If `GADFLY_REPORTS_TOKEN` is set, every route except `/healthz` requires `Authorization: Bearer <token>`.
## Configuration
| Env | Default | Meaning |
|-----|---------|---------|
| `GADFLY_REPORTS_ADDR` | `:8090` | listen address |
| `GADFLY_REPORTS_DB` | `gadfly-reports.db` (`/data/gadfly-reports.db` in Docker) | SQLite path |
| `GADFLY_REPORTS_TOKEN` | *(empty)* | bearer token callers must present (empty = open) |
CLI flags `--addr` / `--db` / `--token` override the env.
## Dashboards
Point anything at the JSON endpoints (or the SQLite file read-only). `GET /export` is the flat feed;
`GET /scoreboard` is the per-model rollup.
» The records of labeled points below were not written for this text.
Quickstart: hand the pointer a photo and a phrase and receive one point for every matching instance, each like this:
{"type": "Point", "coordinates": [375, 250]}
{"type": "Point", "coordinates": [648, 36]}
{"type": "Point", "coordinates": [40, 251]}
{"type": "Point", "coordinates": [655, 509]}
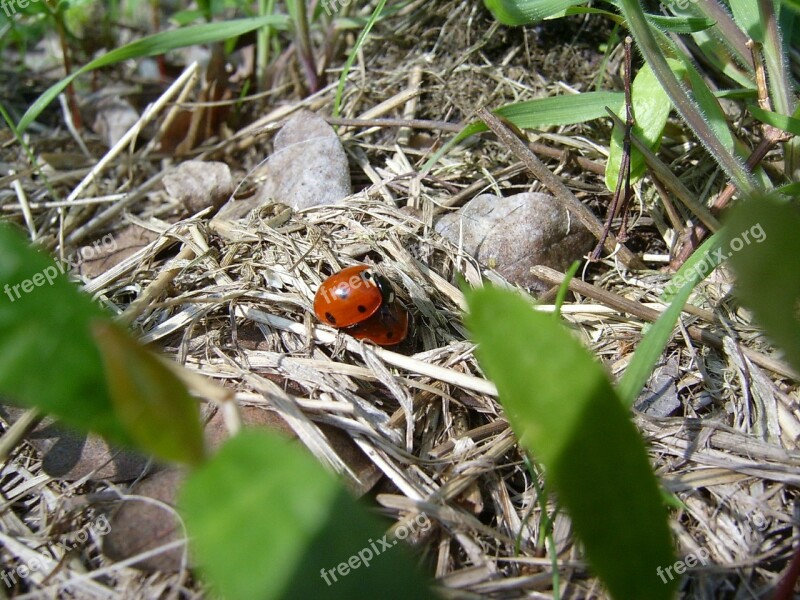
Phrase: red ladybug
{"type": "Point", "coordinates": [351, 296]}
{"type": "Point", "coordinates": [386, 327]}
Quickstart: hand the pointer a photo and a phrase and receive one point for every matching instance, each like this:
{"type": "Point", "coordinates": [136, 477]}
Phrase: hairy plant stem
{"type": "Point", "coordinates": [686, 107]}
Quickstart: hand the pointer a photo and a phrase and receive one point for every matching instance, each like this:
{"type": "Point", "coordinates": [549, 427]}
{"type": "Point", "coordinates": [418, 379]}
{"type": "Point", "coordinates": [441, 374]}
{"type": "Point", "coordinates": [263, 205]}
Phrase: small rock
{"type": "Point", "coordinates": [70, 456]}
{"type": "Point", "coordinates": [138, 526]}
{"type": "Point", "coordinates": [660, 396]}
{"type": "Point", "coordinates": [308, 167]}
{"type": "Point", "coordinates": [199, 184]}
{"type": "Point", "coordinates": [513, 234]}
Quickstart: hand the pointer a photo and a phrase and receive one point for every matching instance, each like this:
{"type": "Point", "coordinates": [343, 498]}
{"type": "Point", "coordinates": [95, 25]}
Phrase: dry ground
{"type": "Point", "coordinates": [239, 305]}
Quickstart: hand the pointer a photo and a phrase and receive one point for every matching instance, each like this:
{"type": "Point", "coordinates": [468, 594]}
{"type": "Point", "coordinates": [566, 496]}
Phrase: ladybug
{"type": "Point", "coordinates": [387, 327]}
{"type": "Point", "coordinates": [352, 296]}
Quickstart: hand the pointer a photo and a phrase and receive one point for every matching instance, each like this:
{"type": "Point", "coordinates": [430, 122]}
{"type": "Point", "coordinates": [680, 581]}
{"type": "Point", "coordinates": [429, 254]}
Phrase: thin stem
{"type": "Point", "coordinates": [684, 104]}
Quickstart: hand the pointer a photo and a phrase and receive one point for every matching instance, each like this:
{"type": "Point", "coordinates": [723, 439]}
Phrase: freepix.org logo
{"type": "Point", "coordinates": [105, 245]}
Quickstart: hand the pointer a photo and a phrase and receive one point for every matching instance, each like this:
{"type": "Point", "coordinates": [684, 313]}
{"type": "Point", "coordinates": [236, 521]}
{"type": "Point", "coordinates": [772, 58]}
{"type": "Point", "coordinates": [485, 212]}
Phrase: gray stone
{"type": "Point", "coordinates": [513, 234]}
{"type": "Point", "coordinates": [308, 167]}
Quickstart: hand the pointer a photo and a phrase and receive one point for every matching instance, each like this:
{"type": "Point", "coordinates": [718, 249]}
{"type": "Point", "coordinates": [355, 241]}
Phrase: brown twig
{"type": "Point", "coordinates": [622, 192]}
{"type": "Point", "coordinates": [558, 189]}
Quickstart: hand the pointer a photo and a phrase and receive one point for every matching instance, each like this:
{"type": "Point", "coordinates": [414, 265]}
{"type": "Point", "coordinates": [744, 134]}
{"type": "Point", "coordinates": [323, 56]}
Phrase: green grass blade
{"type": "Point", "coordinates": [651, 348]}
{"type": "Point", "coordinates": [651, 107]}
{"type": "Point", "coordinates": [152, 45]}
{"type": "Point", "coordinates": [528, 12]}
{"type": "Point", "coordinates": [563, 408]}
{"type": "Point", "coordinates": [763, 244]}
{"type": "Point", "coordinates": [686, 106]}
{"type": "Point", "coordinates": [373, 18]}
{"type": "Point", "coordinates": [540, 113]}
{"type": "Point", "coordinates": [697, 267]}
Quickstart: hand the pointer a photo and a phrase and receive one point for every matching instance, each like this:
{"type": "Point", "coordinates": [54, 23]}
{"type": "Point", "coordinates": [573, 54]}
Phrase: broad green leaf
{"type": "Point", "coordinates": [527, 12]}
{"type": "Point", "coordinates": [562, 407]}
{"type": "Point", "coordinates": [782, 122]}
{"type": "Point", "coordinates": [267, 521]}
{"type": "Point", "coordinates": [763, 246]}
{"type": "Point", "coordinates": [651, 348]}
{"type": "Point", "coordinates": [651, 108]}
{"type": "Point", "coordinates": [152, 45]}
{"type": "Point", "coordinates": [745, 13]}
{"type": "Point", "coordinates": [47, 357]}
{"type": "Point", "coordinates": [153, 404]}
{"type": "Point", "coordinates": [540, 113]}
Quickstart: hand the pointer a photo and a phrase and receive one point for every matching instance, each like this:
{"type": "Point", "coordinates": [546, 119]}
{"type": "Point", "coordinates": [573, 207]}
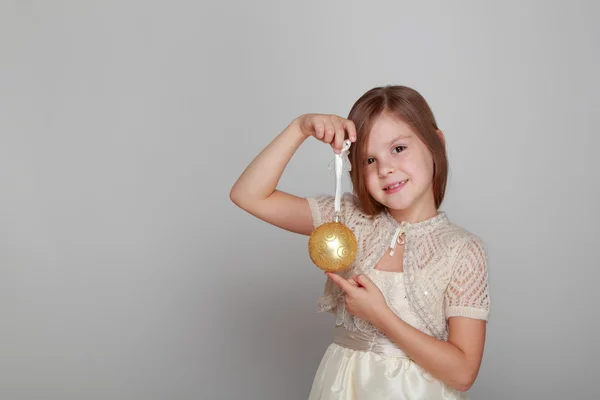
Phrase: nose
{"type": "Point", "coordinates": [385, 169]}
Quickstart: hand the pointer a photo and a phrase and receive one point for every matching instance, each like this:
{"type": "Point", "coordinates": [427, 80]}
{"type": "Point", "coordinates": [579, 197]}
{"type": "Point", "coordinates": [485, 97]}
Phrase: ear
{"type": "Point", "coordinates": [441, 135]}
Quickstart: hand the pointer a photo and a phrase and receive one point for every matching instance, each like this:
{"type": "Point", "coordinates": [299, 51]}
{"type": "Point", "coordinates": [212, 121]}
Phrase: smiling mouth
{"type": "Point", "coordinates": [395, 185]}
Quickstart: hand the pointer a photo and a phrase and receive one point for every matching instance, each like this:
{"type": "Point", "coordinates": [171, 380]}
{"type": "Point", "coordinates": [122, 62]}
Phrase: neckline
{"type": "Point", "coordinates": [426, 225]}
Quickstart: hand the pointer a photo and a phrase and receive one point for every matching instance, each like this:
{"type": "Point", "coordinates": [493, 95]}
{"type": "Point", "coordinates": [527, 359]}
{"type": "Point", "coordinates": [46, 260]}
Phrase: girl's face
{"type": "Point", "coordinates": [399, 170]}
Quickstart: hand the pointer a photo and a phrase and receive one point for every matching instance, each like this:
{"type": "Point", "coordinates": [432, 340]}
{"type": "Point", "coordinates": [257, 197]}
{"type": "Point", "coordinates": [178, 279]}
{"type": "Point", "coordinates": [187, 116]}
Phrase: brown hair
{"type": "Point", "coordinates": [408, 105]}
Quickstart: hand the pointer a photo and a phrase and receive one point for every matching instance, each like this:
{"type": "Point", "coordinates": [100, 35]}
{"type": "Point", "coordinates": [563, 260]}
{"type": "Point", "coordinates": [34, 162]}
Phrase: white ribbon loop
{"type": "Point", "coordinates": [339, 161]}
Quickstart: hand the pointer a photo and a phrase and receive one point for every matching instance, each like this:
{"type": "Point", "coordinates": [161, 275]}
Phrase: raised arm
{"type": "Point", "coordinates": [256, 192]}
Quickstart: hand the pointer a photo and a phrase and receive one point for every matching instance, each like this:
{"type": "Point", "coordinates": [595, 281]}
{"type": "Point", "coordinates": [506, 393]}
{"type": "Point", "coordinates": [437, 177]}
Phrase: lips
{"type": "Point", "coordinates": [395, 185]}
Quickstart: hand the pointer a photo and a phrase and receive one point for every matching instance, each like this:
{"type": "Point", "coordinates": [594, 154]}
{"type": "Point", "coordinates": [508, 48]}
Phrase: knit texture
{"type": "Point", "coordinates": [445, 266]}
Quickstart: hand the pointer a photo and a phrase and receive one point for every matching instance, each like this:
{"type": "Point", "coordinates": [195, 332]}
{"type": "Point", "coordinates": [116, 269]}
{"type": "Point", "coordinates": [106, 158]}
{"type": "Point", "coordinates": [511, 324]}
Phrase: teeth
{"type": "Point", "coordinates": [395, 185]}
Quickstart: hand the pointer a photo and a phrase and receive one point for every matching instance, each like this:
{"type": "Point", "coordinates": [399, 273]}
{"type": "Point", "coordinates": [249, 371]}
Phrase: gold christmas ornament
{"type": "Point", "coordinates": [332, 246]}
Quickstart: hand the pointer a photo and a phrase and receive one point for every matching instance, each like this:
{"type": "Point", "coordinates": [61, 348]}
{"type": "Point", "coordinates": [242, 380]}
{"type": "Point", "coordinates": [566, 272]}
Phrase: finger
{"type": "Point", "coordinates": [351, 129]}
{"type": "Point", "coordinates": [329, 131]}
{"type": "Point", "coordinates": [319, 128]}
{"type": "Point", "coordinates": [340, 134]}
{"type": "Point", "coordinates": [341, 282]}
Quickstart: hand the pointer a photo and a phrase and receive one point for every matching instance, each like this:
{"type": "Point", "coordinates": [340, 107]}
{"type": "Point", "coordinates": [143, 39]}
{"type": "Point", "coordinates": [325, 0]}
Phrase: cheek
{"type": "Point", "coordinates": [371, 179]}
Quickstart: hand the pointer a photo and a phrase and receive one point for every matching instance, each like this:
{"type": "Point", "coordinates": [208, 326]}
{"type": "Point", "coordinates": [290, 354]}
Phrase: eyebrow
{"type": "Point", "coordinates": [401, 137]}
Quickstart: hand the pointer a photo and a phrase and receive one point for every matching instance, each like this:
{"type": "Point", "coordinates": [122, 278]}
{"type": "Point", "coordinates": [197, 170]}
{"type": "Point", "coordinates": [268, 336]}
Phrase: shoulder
{"type": "Point", "coordinates": [465, 243]}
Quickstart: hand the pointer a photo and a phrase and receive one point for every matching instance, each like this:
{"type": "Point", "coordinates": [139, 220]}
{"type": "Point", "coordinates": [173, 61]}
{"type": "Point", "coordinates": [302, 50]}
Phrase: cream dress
{"type": "Point", "coordinates": [362, 365]}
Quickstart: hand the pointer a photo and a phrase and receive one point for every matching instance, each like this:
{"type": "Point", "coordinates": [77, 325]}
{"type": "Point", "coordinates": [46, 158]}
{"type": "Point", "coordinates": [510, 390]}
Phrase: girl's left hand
{"type": "Point", "coordinates": [363, 297]}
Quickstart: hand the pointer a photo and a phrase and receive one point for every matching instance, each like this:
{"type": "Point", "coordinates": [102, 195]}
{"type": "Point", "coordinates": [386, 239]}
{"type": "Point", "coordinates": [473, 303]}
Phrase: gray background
{"type": "Point", "coordinates": [126, 272]}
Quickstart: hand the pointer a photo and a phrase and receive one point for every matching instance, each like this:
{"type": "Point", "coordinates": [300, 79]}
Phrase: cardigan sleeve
{"type": "Point", "coordinates": [467, 294]}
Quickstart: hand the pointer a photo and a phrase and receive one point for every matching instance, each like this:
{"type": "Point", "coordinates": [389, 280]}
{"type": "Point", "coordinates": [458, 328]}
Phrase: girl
{"type": "Point", "coordinates": [411, 310]}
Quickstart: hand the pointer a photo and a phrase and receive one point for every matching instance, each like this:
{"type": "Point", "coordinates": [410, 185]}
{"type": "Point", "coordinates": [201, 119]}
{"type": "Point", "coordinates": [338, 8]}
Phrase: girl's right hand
{"type": "Point", "coordinates": [330, 129]}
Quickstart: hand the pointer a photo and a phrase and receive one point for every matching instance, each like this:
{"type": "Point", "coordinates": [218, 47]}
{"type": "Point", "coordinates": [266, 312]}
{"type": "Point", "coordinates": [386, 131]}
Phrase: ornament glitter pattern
{"type": "Point", "coordinates": [332, 246]}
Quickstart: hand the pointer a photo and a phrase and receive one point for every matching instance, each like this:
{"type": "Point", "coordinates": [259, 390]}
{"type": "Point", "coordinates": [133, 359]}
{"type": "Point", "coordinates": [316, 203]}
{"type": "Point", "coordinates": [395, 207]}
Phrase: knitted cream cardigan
{"type": "Point", "coordinates": [445, 266]}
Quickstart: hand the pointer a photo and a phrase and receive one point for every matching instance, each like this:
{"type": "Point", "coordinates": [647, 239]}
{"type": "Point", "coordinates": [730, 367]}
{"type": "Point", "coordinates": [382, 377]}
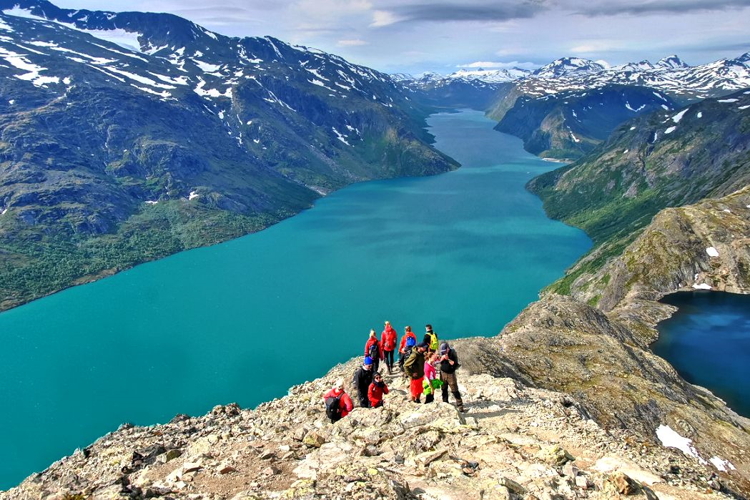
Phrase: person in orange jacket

Compute points and value-per-minute **in the dashboard**,
e.g. with a curve like `trivial=1, small=3, medium=5, high=8, critical=20`
`points = Σ weight[severity]·by_severity[severity]`, `value/min = points / minutes`.
## How it fits together
- **[gadfly](https://gitea.stevedudenhoeffer.com/steve/gadfly)** POSTs findings here after each
review when `GADFLY_FINDINGS_URL` points at this store (advisory; off by default).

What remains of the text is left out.